Key Points
- Use the highest‑yield diagnostic test early; do not let testing delay time‑critical therapy.
- Set objective targets (hemodynamic, neurologic, respiratory) and reassess frequently.
- Plan definitive source control or disease‑specific therapy when indicated; document follow‑up and patient education.
Algorithm
- Confirm ARDS by Berlin criteria; treat underlying cause and apply lung‑protective ventilation.
- Set VT 4–8 mL/kg PBW; keep plateau ≤30 and driving pressure low; titrate PEEP/FiO2 per tables.
- Early prone positioning for PaO2/FiO2 ≤150; consider sedation ± neuromuscular blockade.
- Use conservative fluid strategy once hemodynamically stable; avoid unnecessary transfusions.
- If refractory → consult ECMO center; prevent complications and plan rehab after extubation.
Clinical Synopsis & Reasoning
Use low tidal volume ventilation (4–8 mL/kg PBW) and limit plateau pressure ≤30 cm H2O; apply appropriate PEEP and early prolonged prone positioning in moderate–severe ARDS. Consider neuromuscular blockade and conservative fluid strategy; ECMO in refractory hypoxemia.
Treatment Strategy & Disposition
Stabilize ABCs. Initiate guideline‑concordant first‑line therapy with precise dosing and continuous monitoring. Escalate to advanced/procedural interventions based on explicit failure criteria. Define ICU, step‑down, and ward disposition triggers; involve specialty teams early.
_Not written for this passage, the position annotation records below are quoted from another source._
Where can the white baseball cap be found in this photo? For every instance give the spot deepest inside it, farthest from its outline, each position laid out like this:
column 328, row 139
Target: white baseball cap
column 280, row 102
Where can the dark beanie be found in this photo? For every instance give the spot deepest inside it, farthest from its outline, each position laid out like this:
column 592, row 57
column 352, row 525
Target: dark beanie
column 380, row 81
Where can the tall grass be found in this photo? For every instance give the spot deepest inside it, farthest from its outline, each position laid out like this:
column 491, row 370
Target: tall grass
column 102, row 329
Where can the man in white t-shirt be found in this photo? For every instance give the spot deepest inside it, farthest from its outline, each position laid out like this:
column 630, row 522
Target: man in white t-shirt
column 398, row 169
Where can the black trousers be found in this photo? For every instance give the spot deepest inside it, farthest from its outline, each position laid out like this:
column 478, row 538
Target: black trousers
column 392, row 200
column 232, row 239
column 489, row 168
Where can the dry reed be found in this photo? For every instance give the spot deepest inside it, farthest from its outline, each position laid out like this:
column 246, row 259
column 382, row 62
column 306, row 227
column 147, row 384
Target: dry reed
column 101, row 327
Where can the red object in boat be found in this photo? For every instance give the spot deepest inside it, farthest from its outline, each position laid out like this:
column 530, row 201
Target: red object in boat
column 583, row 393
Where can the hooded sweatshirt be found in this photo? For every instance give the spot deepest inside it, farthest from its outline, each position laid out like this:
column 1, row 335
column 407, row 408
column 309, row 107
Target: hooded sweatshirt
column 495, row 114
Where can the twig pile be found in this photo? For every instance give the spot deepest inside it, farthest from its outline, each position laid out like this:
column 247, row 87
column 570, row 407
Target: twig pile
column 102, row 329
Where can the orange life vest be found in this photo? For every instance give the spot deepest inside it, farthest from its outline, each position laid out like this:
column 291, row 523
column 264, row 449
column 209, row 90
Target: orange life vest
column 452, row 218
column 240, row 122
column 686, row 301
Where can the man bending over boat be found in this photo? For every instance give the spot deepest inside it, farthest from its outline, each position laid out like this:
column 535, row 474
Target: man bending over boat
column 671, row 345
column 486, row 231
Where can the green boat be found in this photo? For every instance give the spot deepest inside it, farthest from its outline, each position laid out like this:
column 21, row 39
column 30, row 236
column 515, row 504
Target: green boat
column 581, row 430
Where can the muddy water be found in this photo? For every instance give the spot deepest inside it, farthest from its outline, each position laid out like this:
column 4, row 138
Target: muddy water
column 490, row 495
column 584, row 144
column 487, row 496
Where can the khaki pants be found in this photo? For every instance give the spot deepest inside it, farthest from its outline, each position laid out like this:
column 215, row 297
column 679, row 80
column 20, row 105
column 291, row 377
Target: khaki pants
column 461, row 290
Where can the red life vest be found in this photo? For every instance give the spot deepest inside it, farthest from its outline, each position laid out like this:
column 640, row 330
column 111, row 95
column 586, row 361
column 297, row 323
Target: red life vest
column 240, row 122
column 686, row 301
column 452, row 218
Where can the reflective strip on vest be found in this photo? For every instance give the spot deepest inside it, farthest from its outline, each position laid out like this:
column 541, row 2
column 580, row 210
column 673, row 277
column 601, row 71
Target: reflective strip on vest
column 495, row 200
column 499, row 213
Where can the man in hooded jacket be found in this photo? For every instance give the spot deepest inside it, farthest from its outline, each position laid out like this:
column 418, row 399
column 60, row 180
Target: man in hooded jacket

Epidemiology / Risk Factors
- Risk varies by comorbidity and precipitants; see citations for condition‑specific data.
Investigations
Test | Role / Rationale | Typical Findings | Notes |
---|---|---|---|
Berlin criteria assessment | Diagnosis | Acute hypoxemia with bilateral opacities not fully explained by cardiac failure | PAO2/FiO2 ratio for severity |
ABG and ventilator mechanics | Monitoring | Driving pressure, plateau pressure | Guide settings |
CXR/CT and ultrasound | Etiology/complications | Diffuse opacities, pneumothorax | — |
Pharmacology
Medication/Intervention | Mechanism | Onset | Role in Therapy | Limitations |
---|---|---|---|---|
Low tidal volume ventilation (4–8 mL/kg PBW) | Vent strategy | Immediate | Reduces VILI and mortality | Requires close monitoring |
Prone positioning ≥16 h/day (moderate–severe) | Positioning therapy | Hours | Improves oxygenation/outcomes | Need trained team |
Neuromuscular blockade (early, selected) | Paralysis | Hours | Facilitate ventilator synchrony/proning | Risk of weakness |
Conservative fluid strategy/diuresis | Fluid mgmt | Hours–days | Improve oxygenation | Balance with perfusion |
ECMO (VV) | Extracorporeal support | Immediate | Rescue in refractory hypoxemia | Resource intensive |
Prognosis / Complications
- Outcome depends on timeliness of diagnosis and definitive therapy; monitor for complications.
Patient Education / Counseling
- Provide red‑flag education, adherence guidance, and explicit return precautions; arrange timely specialty follow‑up.